O golpe civil-militar vem na sequência de algumas iniciativas do governo federal em direção às reformas agrária e urbana e à defesa da economia popular. Um grande comício pelas reformas, realizado na Central do Brasil, no Rio de Janeiro, em 13 de março de 1964, é o momento escolhido pelo então presidente João Goulart para publicizar um decreto (8) que declara de interesse social, para fins de desapropriação para a reforma agrária, terras agrícolas com localizações específicas e “atualmente inexploradas ou exploradas contrariamente à função social da propriedade”. No dia seguinte, 14 de março, novo decreto (9) tabela para todo o território nacional os aluguéis de imóveis desocupados ou que vierem a vagar, relembrando que, desde 1951 (10), constitui contravenção ter prédio vazio por mais de trinta dias, havendo pretendente que ofereça como garantia de locação importância correspondente a três meses de aluguel. Além disso, em 11 de março, também através de decreto presidencial, havia sido criado o Comissariado de Defesa da Economia Popular, para “tomar todas as providências legais que resguardem e defendam o povo de tudo que represente extorsão e ganância” (11).
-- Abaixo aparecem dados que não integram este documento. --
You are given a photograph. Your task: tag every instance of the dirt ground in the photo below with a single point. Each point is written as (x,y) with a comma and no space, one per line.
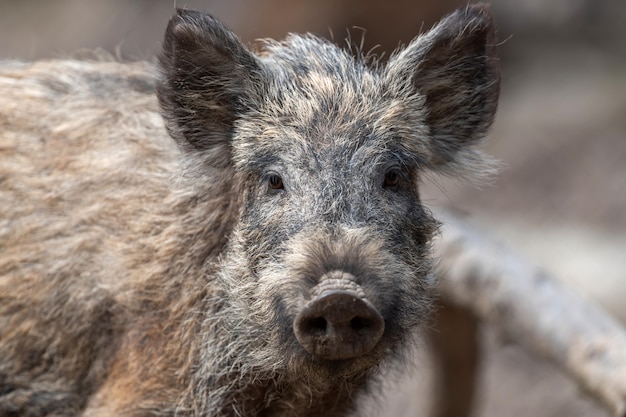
(560,134)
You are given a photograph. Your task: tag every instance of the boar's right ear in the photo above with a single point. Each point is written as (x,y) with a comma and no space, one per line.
(208,80)
(454,71)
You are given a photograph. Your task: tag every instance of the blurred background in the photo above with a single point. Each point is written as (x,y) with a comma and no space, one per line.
(560,134)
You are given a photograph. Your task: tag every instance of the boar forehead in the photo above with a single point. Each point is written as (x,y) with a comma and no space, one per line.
(320,106)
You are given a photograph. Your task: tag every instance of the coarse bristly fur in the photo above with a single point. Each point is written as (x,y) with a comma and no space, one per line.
(141,275)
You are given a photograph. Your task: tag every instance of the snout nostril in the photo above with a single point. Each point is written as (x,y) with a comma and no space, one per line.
(338,325)
(315,325)
(360,323)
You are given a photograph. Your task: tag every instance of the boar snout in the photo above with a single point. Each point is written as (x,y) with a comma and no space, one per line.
(338,324)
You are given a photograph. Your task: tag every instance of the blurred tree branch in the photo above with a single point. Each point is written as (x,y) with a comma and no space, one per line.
(532,309)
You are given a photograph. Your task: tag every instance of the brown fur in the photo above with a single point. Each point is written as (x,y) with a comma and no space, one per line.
(138,277)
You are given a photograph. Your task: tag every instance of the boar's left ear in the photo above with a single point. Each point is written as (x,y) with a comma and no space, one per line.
(208,79)
(455,70)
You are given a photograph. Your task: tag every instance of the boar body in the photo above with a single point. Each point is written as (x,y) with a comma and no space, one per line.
(268,261)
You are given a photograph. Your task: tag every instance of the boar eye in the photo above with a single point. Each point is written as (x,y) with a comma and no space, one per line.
(276,182)
(392,177)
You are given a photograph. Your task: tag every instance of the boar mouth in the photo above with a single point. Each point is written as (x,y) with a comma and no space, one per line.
(338,325)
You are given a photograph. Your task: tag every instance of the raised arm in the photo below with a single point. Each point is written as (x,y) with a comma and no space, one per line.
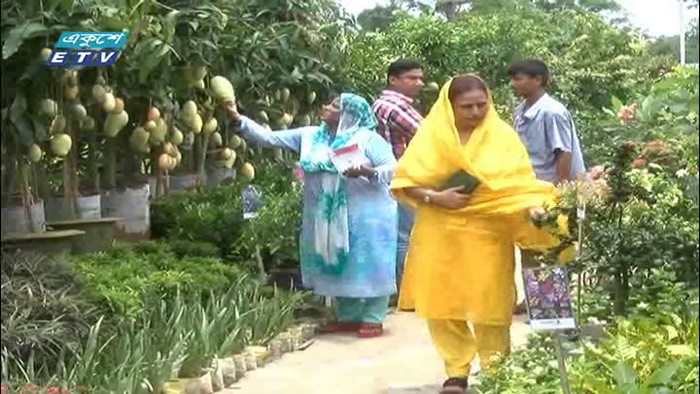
(288,139)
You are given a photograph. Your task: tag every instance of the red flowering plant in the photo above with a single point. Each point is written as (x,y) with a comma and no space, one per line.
(563,218)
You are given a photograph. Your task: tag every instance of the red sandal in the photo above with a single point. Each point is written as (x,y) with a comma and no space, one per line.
(370,330)
(455,386)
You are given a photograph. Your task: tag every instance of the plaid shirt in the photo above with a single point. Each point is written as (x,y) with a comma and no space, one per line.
(397,120)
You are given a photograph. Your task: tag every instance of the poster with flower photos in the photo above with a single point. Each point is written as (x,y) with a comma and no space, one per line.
(548,299)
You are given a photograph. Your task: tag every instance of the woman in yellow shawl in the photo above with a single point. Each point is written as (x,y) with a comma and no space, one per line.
(459,267)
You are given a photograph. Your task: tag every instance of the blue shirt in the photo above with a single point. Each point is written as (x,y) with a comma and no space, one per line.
(544,128)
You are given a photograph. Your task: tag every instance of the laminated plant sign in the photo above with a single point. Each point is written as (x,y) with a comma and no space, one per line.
(252,201)
(547,297)
(347,157)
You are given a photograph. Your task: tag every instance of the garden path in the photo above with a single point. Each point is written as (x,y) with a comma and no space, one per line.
(403,361)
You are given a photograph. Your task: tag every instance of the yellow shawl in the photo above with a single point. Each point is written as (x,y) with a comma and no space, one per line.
(460,263)
(494,154)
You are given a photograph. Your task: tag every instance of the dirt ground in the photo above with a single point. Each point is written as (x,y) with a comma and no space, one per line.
(403,361)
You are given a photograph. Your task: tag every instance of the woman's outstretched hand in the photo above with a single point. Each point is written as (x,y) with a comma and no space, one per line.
(358,171)
(451,198)
(231,109)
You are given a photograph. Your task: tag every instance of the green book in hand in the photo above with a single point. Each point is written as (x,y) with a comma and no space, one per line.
(462,178)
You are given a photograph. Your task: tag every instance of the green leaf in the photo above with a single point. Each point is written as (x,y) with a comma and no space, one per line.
(680,350)
(624,375)
(20,33)
(617,104)
(663,375)
(18,116)
(40,130)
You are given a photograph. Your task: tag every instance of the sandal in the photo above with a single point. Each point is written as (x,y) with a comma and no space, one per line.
(341,326)
(455,386)
(370,330)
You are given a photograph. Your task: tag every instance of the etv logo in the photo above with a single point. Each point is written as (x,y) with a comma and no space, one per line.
(90,49)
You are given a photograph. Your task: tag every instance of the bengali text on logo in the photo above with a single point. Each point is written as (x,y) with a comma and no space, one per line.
(87,48)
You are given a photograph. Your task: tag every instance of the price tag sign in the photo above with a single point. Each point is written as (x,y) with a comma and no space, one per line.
(252,201)
(548,299)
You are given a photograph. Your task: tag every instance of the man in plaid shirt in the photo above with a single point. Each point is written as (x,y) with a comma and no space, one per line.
(397,122)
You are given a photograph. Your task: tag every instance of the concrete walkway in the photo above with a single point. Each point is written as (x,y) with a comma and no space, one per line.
(403,361)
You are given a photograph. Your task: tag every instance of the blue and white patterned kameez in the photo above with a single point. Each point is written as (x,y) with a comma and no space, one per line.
(353,218)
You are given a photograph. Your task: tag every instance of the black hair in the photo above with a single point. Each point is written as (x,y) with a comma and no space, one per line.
(397,68)
(465,83)
(530,67)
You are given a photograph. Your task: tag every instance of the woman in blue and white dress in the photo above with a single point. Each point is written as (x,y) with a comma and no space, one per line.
(349,230)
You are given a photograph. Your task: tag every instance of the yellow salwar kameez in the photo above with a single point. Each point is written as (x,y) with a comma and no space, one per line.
(459,267)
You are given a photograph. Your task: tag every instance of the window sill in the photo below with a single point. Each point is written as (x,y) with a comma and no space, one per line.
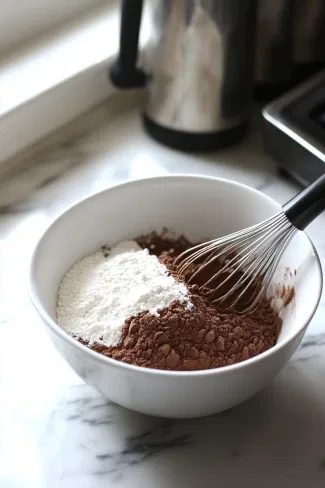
(56,79)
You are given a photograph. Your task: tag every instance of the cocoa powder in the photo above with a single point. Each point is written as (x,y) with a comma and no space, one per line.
(183,340)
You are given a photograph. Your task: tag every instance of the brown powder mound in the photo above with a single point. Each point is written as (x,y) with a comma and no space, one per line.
(188,340)
(184,340)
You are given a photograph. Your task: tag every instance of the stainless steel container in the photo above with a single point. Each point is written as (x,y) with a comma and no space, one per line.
(198,68)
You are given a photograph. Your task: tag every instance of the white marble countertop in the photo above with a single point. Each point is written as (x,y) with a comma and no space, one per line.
(57,432)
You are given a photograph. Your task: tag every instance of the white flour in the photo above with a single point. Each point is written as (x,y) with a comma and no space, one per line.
(98,294)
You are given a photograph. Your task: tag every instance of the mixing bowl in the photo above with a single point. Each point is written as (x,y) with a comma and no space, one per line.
(202,208)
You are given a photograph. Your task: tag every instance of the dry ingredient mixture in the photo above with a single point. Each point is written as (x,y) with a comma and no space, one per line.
(112,303)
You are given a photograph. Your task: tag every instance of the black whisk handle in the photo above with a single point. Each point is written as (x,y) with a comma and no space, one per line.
(302,209)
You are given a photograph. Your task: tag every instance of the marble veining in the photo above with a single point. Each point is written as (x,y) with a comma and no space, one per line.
(57,432)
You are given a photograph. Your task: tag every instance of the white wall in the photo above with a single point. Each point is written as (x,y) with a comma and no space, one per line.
(21,20)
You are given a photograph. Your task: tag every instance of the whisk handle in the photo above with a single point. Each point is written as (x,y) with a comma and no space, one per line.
(302,209)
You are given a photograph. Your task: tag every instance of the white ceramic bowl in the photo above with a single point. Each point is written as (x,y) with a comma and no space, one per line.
(202,208)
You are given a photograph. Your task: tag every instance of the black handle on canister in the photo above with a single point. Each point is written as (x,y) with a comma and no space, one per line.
(124,72)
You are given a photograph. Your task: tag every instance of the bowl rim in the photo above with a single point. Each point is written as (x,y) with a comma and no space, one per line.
(151,371)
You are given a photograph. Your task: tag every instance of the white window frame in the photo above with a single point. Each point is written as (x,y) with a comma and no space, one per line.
(23,20)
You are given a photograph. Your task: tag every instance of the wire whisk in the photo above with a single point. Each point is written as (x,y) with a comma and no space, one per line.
(236,270)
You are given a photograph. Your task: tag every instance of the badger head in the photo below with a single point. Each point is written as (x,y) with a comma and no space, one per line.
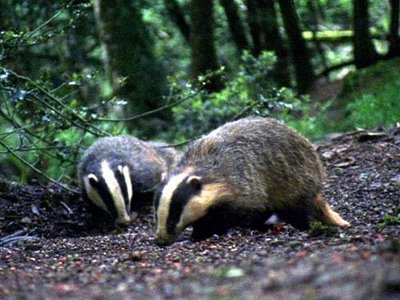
(184,199)
(111,190)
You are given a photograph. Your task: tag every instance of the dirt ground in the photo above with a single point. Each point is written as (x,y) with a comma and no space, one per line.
(50,247)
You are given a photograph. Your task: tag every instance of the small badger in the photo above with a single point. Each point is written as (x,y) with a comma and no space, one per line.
(239,175)
(116,170)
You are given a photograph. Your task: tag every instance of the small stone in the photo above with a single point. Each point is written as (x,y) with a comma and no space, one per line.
(395,180)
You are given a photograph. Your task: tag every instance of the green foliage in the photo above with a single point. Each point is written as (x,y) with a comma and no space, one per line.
(249,92)
(373,96)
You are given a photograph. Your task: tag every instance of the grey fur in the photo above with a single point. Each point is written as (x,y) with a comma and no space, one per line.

Consideradas, entre outras, como ameaçadoras para o status quo, instaura-se o regime militar em 31 de março de 1964, que permanecerá dirigindo os destinos do país até 1985.

Examinemos alguns dos principais recursos políticos — repressivos, institucionais, profissionais — através dos quais se pode capturar a conjuntura crítica anterior, reduzindo a bandeira da reforma urbana a um problema específico de habitação, com o qual se poderia estar de acordo em linhas gerais, encampado inclusive pelo campo conservador.

A ação repressiva direta

Declarado o golpe e deposto o governo democraticamente eleito, o qual, segundo os militares, no preâmbulo do Ato Institucional — AI n. 1, “deliberadamente se dispunha a bolchevizar o país”, instaura-se um autointitulado Comando Supremo da Revolução, formado pelas forças armadas. Com o fim de “atender aos anseios do povo brasileiro”, ele se dá poderes constituintes, com o propósito de “restaurar no Brasil a ordem econômica e financeira e tomar as urgentes medidas destinadas a drenar o bolsão comunista, cuja purulência já se havia infiltrado não só na cúpula do governo como nas suas dependências administrativas” (12).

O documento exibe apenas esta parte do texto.